Le débat portait, pour l’un, sur le transfert au profit du cessionnaire d’un bail, d’une clause de préemption stipulée à personne dénommée et incessible aux tiers. Néanmoins, il ne s’agissait pas d’une préemption au profit du bailleur mais au preneur qui avait négocié et obtenu du propriétaire d’un herbage, à titre personnel et nominatif, un droit de préférence en cas de cession par le propriétaire de son bien.

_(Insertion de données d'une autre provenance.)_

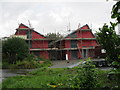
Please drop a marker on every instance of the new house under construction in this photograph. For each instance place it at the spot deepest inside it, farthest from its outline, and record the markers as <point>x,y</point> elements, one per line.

Quant à l’autre espèce, elle était relative à une cession d’unité de production ; c’est pourquoi les partisans de la seconde thèse ont critiqué cette décision de la Cour de Cassation, estimant qu’il s’agissait d’une cession de même nature juridique qu’un plan de cession arrêté par le Tribunal, laquelle mutatis mutandis, aurait dû s’imposer au bailleur « nonobstant les clauses restrictives des clauses du bail dans la mesure où elles rendraient impossibles la cession envisagée ».

(6) Fabien Kenderian « Le Sort du Bail Commercial dans les procédures collectives », 2ème édition § 109. Defrénois 1995, Art. 36139, p. 967, spéc. p. 966.

(7) Considérations sur l’Histoire du droit consensuel (Johannes Bärmann) RIDC 1961 volume 13-Numéro 1 p. 18 à 53.